On the small side, startup InSync Software, which pulls data from RFID readers and links it with back-end Enterprise Resource Planning (ERP) and e-business systems, picked up $7.5 million in Series A funding.
The round, which was led by Rustic Canyon and Intel Capital, will be used to boost the startup's profile and target new areas. "Currently, we're focused primarily on North America and we will be looking at expanding our operations to new markets," says Leif Chastaine, InSync's director of marketing.
Chastaine won't disclose how many customers the startup has racked up since it was founded in 2003. He does mention that InSync's software is used to track manufacturing equipment when it is sent from a production site to a repair shop.

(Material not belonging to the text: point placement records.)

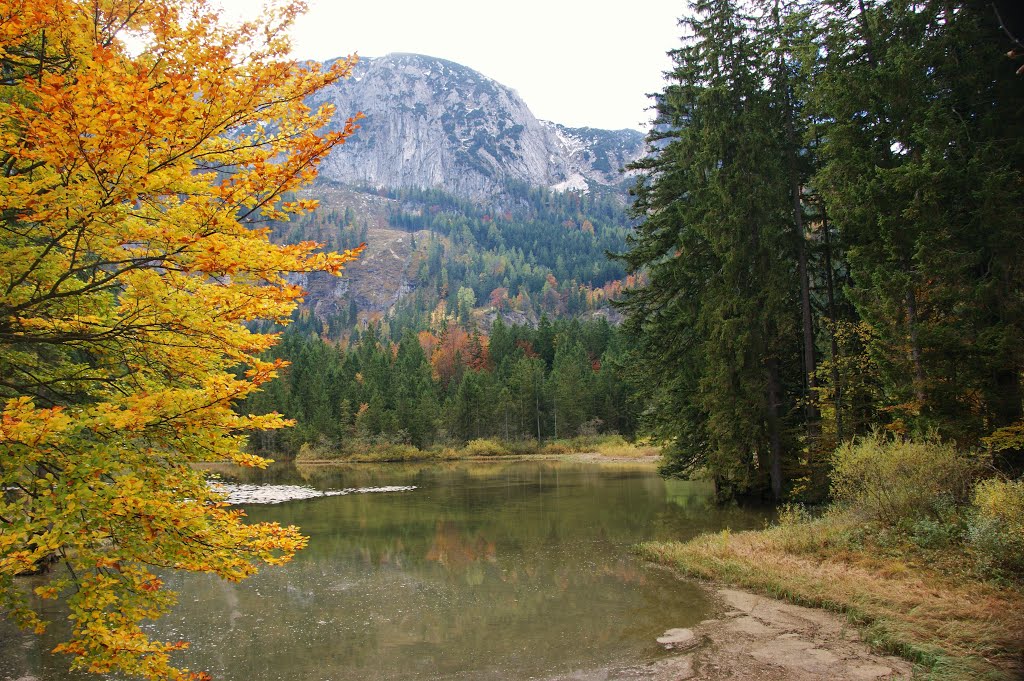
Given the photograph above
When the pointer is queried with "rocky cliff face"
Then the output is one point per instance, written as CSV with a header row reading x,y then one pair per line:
x,y
432,123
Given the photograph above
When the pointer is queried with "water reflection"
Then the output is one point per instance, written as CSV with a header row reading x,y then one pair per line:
x,y
503,570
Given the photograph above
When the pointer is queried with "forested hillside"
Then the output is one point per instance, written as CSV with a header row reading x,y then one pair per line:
x,y
832,229
561,379
526,252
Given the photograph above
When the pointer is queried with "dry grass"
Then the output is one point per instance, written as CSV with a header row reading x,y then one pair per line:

RFID works by using tags on a specific product or package, which emit radio signals. Reader devices pick up the signals, so the tagged can be tracked. Unlike barcode technology, RFID does not require direct contact, or what is known as "line-of-sight" scanning.
Middleware giants IBM and BEA were also beating the RFID drum this week. IBM, which has built RFID capabilities into its WebSphere technology, unveiled partnerships with reader specialist Alien Technology Corp. , controller vendor Arcom Control Systems , and data management software vendor OATSystems Inc. . (See IBM, Alien Team Up, and OATSystems, IBM, Arcom Team.)
BEA teamed up with data analysis software vendor T3Ci to try to exploit the RFID mandates that have been announced in the retail and Government sectors. (See BEA Teams With T3Ci.)
Some big-name firms, most notably retailer Wal-Mart, already insists that its suppliers deploy RFID. Other organizations, such as the Department of Defense, are also increasing the pressure on their IT partners to deploy RFID.
That leaves IT staff at smaller organizations wondering how they'll cope with their RFID data. A lot of attention has been focused on the expanding storage requirements, but there's more to it than that. Chetan Patwardhan, partner at Stratogent, a San Mateo, Calif.-based IT services firm, told Byte and Switch that software applications are also key pieces of the RFID puzzle. "If you don't have a good business intelligence solution, it's not impossible, but it will be difficult to synthesize and view the data," he explained.
Firms that do not use relational databases, in particular, could be in trouble. "If it's a flat file, you would pretty much have to pay someone to get the data out and give it to you."